Next, we have added the repeat vector to our model. The repeat vector takes the output from the encoder and feeds it repeatedly as input at each time-step to the decoder. For instance, in the output we have three time-steps. To predict each output time-step, the decoder will use the value from the repeat vector, the hidden state from the previous output and the current input.
Next we have a decoder layer. Since the output is in the form of a time-step, which is a 3D format, the return_sequences
for the decoder model has been set True
. The TimeDistributed
layer is used to individually predict the output for each time-step.
The model summary for the encoder-decoder model created in the script above is as follows:
Layer (type) Output Shape Param #
=================================================================
lstm_40 (LSTM) (None, 100) 40800
_________________________________________________________________
repeat_vector_7 (RepeatVecto (None, 3, 100) 0
_________________________________________________________________
lstm_41 (LSTM) (None, 3, 100) 80400
_________________________________________________________________
time_distributed_7 (TimeDist (None, 3, 1) 101
=================================================================
Total params: 121,301
Trainable params: 121,301
Non-trainable params: 0
You can see that the repeat vector only repeats the encoder output and has no parameters to train.
The following script trains the above encoder-decoder model.
history = model.fit(X, Y, epochs=1000, validation_split=0.2, verbose=1, batch_size=3)
Let's create a test-point and see if our encoder-decoder model is able to predict the multi-step output. Execute the following script:
test_input = array([300, 305, 310])
test_input = test_input.reshape((1, 3, 1))
test_output = model.predict(test_input, verbose=0)
print(test_output)
Our input sequence contains three time-step values 300, 305 and 310. The output should be the next three multiples of 5 i.e. 315, 320 and 325. I received the following output:
[[[316.02878]
[322.27145]
[328.5536 ]]]
You can see that the output is in 3D format.

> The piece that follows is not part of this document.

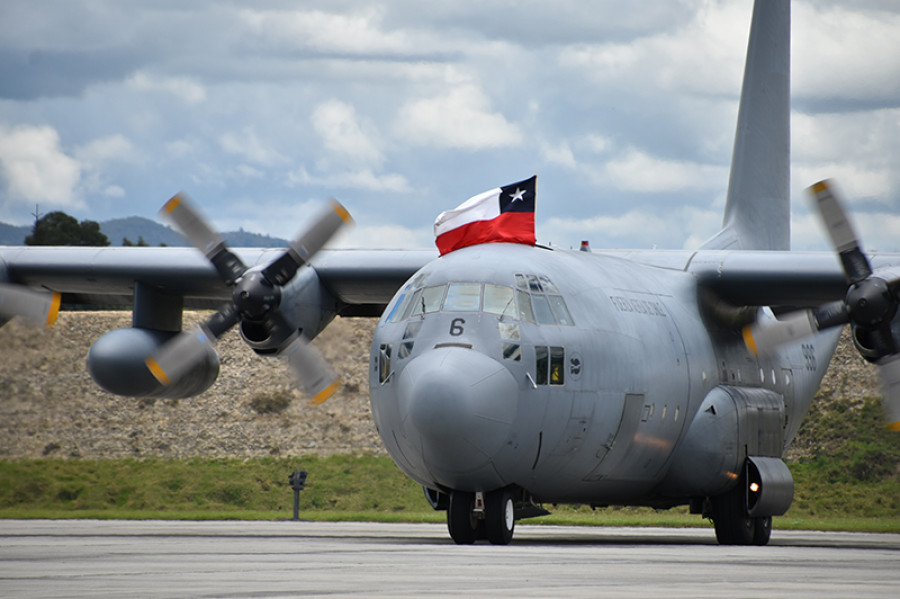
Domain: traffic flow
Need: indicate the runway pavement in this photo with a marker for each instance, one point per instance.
(90, 558)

Solution via Bidirectional LSTM
Let's now create encoder-decoder model with bidirectional LSTMs and see if we can get better results:
from keras.layers import RepeatVector
from keras.layers import TimeDistributed
model = Sequential()
model.add(Bidirectional(LSTM(100, activation='relu', input_shape=(3, 1))))

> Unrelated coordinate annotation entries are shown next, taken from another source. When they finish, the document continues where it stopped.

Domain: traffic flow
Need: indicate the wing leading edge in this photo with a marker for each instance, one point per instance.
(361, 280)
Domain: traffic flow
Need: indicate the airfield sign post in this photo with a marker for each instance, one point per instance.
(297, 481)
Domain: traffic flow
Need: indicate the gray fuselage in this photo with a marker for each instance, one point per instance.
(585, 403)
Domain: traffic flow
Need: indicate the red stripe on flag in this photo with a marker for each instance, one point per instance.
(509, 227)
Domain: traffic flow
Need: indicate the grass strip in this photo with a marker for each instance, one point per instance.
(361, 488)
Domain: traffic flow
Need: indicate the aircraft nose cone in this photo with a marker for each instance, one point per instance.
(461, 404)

model.add(RepeatVector(3))
model.add(Bidirectional(LSTM(100, activation='relu', return_sequences=True)))
model.add(TimeDistributed(Dense(1)))
model.compile(optimizer='adam', loss='mse')
history = model.fit(X, Y, epochs=1000, validation_split=0.2, verbose=1, batch_size=3)
The above script trains the encoder-decoder model via bidirectional LSTM. Let's now make predictions on the test point i.e. [300, 305, 310].
test_output = model.predict(test_input, verbose=0)
print(test_output)
Here is the output:
[[[315.7526 ]
[321.47153]
[327.94025]]]
The output I got via bidirectional LSTMs is better than what I got via the simple stacked LSTM-based encoder-decoder model.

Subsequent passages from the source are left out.